Falando nisso, muitas vezes, já que sou criminalista, me perguntam sobre a tal lei seca e sobre a minha opinião acerca dela. Já dei a minha opinião muitas vezes, informalmente, em particular, mas nunca a tinha exposto em público. Anteontem, aqui de Buenos Aires, onde estou no momento, recebi um incentivo para organizar esta minha opinião e publicá-la, ainda que com a informalidade que pede um blog.
Em primiero lugar, a tal "lei seca" é a Lei n.º 11.705 de 19.07.2008, que altera a Lei n.º 9.503 de 23.09.1997 (Código de Trânsito Brasileiro). Seu primeiro objetivo, expresso no seu art. 1º, é "estabelecer alcoolemia 0 (zero) e impor penalidades mais severas para o condutor que dirigir sob a influência do álcool [...]." (grifo nosso: quer dizer, já havia penalidades, só que eram menos severas). Ainda assim, autoridades da Secretaria Nacional de Políticas sobre Drogas e do Ministério da Saúde, presentes a um congresso em São Paulo, ao qual estive presente, em agosto, repeliram este apelido popular que a mencionada lei recebeu (lei "seca"). Argumentaram, com alguma razão, que esta lei não proibiu o consumo do álcool - o que seria um absurdo, já que só se proíbe o consumo de drogas mais pesadas, tais como a maconha e a folha de coca -, mas que somente restringiram o consumo desta substância psicoativa no que se relaciona à direção de veículos automotores.
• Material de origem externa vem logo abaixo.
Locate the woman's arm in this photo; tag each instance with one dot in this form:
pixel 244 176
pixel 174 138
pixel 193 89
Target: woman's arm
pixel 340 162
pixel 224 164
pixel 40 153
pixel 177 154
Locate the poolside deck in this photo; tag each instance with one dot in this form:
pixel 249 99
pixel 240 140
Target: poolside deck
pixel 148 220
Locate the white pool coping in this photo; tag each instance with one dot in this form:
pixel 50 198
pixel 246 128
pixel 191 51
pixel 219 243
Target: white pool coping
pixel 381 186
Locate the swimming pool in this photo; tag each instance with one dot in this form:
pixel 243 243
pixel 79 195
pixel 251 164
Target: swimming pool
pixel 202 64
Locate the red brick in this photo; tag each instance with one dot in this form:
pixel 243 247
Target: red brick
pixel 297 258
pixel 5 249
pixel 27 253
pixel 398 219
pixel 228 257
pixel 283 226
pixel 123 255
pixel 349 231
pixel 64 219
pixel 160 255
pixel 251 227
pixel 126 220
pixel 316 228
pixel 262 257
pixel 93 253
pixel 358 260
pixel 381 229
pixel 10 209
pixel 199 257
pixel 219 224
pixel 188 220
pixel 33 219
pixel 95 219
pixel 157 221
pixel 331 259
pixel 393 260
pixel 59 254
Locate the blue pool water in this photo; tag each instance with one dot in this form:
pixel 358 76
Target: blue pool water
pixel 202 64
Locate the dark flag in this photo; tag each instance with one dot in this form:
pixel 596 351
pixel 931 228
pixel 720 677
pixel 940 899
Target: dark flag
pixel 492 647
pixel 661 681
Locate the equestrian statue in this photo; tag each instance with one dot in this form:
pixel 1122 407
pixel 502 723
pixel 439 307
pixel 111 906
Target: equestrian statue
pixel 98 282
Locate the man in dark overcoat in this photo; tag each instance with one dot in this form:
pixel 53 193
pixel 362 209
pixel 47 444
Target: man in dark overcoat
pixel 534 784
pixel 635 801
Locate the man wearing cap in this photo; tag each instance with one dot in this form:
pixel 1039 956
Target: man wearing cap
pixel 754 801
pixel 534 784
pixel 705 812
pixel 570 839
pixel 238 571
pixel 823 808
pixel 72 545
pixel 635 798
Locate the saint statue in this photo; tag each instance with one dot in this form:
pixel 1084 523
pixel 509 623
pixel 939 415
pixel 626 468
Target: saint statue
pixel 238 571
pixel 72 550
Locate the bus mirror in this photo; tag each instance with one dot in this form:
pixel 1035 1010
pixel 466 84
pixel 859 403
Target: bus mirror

Mas, verdade seja dita, nunca achei que eles tivessem toda a razão. Em primiero lugar, se realmente ninguém está proibido de beber, estão todos proibidos de beber qualquer quantidade de álcool se forem dirigir, qualquer que seja a pessoa, qualquer que seja o local, qualquer que seja a distância. Isto, dado o caráter social das bebidas alcóolicas - exceto para os alcóolatras - é uma proibição e tanto. Poucas pessoas, em relação aos usuários recreativos e esporádicos - mesmo entre algunas habituais -, poucas pessoas, dizia, bebem bebidas alcóolicas sozinhas. E quando o fazem, fazem-no em casa, de maneira que dificilmente terão de dirigir depois. Embora não tenha visto nenhum estudo neste sentido, creio ser uma observação etnológica informal válida e todos poderão concordar com isso - novamente, ressalva feita aos aditos em álcool, que, naturalmente, também não responderiam a qualquer lei repressiva, porquanto têm compulsão (física) a consumir a substância.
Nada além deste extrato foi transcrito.